In 2006 the conservative government adopted a renewed Law on Protection of Public Order and Peace, criminalizing prostitution in public spaces, which the law considers “indecent behaviour.” Since there is nearly no street prostitution in the country, the need to protect public morality by expelling prostitutes from public spaces seems unfounded, yet this article was included in the reformed law without any particular difficulty. It has to be noted that liberal democrats left this door open in their proposition on decriminalization of prostitution too, by leaving the article 11 on public morality untouched. In fact they were assuring that there will not be more prostitution in public spaces explicitely referring to this article.
Law on Protection of Public Order and Peace
“Whoever procures sexual intercourse, shows off sexual organs or in an intrusive way offers sexual services on a public space and by this disturbs anybody, provokes disquiet or indignation of people, shall be punished by a fine of SIT 50.000 to SIT 100.000.” (Official Journal RS 70/2006).
Even though prostitution is not illegal, prostitutes cannot work legally, except within businesses registered for other means. Interestingly, the classification of professions published in the Official Journal of the Republic of Slovenia lists the profession of a prostitute, written only in its female grammatical form (Official Journal of RS 28/1997).
Procuring and organizing prostitution remained punishable after prostitution was decriminalised, an effort, according to the proponents of legal change, that was supposed to enable prostitutes to work as free entrepreneurs. Curiously, the word “procurement” disappeared from the Criminal Code in 2004. Articles on “procurement” and “mediation of prostitution” were replaced by articles on “exploitation through prostitution,” with the argument to bring the legislation in accordance with the UN Protocol to Prevent, Suppress and Punish Trafficking in Persons, Especially Women and Children, Supplementing the United Nations Convention Against Transnational Organized Crime:
(Exploitation through prostitution)
(1) Whoever participates for exploitative purposes in the prostitution of another or instructs, obtains or encourages another to engage in prostitution with force, threats or deception shall be given a prison sentence of between three months and five years.
(2) If an offence from the preceding paragraph is committed against a minor, against more than one person or as part of a criminal organisation, the perpetrator shall be given a prison sentence of between one and ten years.
Court cases reveal that defendants often claim they did not know about prostitution within their businesses and apartments, or that everything their workers did was of their free choice.
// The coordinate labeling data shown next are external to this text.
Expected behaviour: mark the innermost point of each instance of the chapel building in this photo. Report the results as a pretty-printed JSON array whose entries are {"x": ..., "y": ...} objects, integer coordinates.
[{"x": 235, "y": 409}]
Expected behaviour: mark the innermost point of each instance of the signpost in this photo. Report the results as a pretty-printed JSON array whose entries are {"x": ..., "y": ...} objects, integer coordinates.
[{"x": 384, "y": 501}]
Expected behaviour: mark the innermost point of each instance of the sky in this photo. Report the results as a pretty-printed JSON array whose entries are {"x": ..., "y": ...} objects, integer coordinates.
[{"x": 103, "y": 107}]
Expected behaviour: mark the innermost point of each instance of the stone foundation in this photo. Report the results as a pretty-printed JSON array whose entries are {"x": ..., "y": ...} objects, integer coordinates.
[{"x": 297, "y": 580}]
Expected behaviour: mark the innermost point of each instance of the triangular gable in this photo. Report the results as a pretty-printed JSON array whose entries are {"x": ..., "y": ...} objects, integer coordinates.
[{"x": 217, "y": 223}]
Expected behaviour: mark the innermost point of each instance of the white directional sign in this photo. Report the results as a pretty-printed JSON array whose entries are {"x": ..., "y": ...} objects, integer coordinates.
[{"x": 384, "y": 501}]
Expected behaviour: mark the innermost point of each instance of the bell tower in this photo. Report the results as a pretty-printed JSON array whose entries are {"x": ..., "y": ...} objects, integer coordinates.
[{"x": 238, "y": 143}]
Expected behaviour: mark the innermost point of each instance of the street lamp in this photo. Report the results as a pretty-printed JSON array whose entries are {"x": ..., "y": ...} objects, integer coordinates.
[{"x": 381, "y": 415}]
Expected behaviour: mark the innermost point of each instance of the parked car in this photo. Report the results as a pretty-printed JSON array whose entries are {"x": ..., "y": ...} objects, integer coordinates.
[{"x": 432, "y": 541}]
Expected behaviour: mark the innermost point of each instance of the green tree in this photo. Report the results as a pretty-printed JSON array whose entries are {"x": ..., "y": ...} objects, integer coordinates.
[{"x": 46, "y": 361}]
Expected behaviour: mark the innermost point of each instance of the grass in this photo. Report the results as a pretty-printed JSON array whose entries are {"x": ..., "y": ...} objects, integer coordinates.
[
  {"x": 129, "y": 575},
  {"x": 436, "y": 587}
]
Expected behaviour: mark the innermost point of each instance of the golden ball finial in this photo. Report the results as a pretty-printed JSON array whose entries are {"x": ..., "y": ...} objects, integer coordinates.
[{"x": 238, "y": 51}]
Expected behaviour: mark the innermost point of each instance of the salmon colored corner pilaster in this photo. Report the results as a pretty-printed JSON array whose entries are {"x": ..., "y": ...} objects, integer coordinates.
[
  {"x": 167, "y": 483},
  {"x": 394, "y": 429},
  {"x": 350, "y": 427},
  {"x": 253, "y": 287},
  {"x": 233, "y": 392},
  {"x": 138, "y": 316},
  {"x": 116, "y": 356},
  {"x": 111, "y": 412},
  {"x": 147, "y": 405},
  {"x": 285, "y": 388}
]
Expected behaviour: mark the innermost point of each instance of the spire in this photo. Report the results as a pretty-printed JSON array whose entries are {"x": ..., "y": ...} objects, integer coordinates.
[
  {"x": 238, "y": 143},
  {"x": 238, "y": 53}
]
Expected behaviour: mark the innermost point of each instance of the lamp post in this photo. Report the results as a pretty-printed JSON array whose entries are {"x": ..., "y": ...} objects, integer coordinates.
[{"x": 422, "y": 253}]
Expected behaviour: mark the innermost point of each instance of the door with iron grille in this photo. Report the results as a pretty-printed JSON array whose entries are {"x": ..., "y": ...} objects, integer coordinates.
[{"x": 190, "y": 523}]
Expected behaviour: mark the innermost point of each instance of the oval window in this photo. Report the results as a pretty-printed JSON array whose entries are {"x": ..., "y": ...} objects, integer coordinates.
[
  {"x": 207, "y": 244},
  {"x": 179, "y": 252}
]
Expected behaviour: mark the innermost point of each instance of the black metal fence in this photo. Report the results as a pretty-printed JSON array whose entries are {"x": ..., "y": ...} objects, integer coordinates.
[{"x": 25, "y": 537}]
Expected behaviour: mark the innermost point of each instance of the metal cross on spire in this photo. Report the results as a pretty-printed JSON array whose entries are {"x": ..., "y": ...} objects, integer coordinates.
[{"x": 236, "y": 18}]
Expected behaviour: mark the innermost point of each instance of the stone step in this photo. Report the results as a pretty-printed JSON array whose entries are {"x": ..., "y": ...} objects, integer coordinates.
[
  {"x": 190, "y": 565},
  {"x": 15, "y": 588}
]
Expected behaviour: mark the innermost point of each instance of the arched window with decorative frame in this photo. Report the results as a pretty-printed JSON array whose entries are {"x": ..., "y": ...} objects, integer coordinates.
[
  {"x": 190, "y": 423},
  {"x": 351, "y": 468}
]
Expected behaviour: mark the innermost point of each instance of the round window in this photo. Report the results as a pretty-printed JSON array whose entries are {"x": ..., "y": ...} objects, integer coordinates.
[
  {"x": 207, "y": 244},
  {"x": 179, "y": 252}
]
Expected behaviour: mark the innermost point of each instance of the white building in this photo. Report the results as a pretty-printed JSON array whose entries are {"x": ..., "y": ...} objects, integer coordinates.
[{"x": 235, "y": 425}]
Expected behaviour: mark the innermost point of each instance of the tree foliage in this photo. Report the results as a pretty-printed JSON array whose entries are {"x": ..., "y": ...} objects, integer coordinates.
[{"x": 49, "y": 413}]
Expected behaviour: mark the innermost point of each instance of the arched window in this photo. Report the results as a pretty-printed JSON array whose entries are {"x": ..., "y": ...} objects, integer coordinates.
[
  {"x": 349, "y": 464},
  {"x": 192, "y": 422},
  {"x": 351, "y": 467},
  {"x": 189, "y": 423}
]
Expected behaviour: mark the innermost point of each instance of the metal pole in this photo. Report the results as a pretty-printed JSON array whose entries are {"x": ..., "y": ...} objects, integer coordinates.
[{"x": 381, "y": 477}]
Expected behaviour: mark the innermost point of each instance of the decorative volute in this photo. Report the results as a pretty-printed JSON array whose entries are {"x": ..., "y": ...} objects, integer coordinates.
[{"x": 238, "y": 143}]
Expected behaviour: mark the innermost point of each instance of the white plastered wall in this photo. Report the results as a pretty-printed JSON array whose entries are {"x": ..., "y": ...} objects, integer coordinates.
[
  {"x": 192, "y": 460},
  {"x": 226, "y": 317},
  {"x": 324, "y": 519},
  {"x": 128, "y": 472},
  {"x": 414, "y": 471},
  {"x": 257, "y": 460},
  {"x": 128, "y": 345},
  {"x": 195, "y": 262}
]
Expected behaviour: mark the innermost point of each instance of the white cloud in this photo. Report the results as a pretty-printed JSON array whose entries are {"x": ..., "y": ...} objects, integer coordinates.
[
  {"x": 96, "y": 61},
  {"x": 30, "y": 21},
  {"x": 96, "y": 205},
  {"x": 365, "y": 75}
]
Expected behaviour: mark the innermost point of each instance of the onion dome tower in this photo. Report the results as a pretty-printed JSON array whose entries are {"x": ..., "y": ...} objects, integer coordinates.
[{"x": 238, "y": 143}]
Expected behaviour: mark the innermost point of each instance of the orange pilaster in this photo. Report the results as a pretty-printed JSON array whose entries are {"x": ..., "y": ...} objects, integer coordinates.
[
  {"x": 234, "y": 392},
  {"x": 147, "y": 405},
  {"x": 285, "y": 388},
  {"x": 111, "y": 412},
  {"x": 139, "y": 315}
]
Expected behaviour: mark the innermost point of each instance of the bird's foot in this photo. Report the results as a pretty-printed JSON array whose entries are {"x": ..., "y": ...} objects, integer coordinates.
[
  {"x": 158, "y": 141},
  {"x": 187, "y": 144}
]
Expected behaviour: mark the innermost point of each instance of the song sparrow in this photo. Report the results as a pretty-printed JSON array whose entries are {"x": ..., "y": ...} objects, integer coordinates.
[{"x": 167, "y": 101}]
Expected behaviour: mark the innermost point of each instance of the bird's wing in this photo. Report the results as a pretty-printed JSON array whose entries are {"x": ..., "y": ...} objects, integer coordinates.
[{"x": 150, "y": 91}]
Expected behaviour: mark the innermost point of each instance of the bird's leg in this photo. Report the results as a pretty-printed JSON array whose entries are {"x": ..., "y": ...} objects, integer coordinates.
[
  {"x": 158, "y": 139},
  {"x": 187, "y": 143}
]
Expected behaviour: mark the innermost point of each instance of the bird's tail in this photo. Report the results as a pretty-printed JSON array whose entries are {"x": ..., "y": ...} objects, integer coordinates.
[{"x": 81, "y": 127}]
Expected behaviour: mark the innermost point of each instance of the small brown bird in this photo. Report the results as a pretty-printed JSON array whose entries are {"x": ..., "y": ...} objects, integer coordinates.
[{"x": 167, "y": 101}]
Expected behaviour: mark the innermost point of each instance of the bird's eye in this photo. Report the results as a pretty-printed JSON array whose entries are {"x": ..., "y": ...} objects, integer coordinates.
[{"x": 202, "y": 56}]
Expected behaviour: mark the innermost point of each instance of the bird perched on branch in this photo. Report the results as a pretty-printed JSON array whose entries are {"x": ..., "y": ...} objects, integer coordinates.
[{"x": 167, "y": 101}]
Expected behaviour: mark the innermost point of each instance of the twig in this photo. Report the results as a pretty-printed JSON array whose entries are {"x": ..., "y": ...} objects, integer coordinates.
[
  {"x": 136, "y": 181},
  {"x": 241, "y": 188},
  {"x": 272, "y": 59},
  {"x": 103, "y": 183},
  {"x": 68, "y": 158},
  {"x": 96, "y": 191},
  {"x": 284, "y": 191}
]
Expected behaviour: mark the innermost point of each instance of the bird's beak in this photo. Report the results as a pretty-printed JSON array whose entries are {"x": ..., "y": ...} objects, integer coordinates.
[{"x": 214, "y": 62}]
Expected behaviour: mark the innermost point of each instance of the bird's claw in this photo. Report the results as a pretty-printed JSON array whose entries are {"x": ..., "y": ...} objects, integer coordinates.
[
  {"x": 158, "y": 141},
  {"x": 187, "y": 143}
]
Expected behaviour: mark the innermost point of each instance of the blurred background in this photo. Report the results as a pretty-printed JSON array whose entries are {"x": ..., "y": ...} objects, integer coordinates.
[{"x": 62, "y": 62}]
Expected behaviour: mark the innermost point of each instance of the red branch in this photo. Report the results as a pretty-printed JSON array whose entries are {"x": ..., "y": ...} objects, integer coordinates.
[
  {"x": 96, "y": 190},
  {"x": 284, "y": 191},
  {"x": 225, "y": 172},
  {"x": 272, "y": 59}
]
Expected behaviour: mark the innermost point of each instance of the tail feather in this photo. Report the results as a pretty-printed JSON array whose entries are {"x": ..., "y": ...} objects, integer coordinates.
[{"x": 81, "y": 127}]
Similarly, most women called as witnesses do not declare themselves as being forced in any kind of actions, which might be the result of fear from defendants, as well as of real facts.[i] In practice, the legislation leaves a considerable chance that the defendant is not convicted and in this way is tolerant of procurement. This does not positively affect the proclaimed goal of increasing the number of prostitutes working on their own.
Important changes in the last decade happened in the field of trafficking in persons, which in contrast to prostitution is governed by an official policy and regular monitoring pursuant to international treaties and EU directives. The Criminal Code was amended with a corresponding article in 2004.[ii] Additionally, forced prostitution is listed under crimes against humanity and war crimes in articles 101 and 102 of the Criminal Code.
[i] Pajnik, M. and Kavčič, U. (2008). Sodne prakse, povezane s trgovanjem z ljudmi in prostitucijo v Sloveniji (Case law related to prostitution and trafficking in human beings in Slovenia). Revija za kriminalistiko in kriminologijo 59 (2), 141–154.
[ii] Before 2004 trafficking in persons could be prosecuted by articles on procurement, mediation in prostitution, enslavement and criminal act of illegal trespassing of the state border.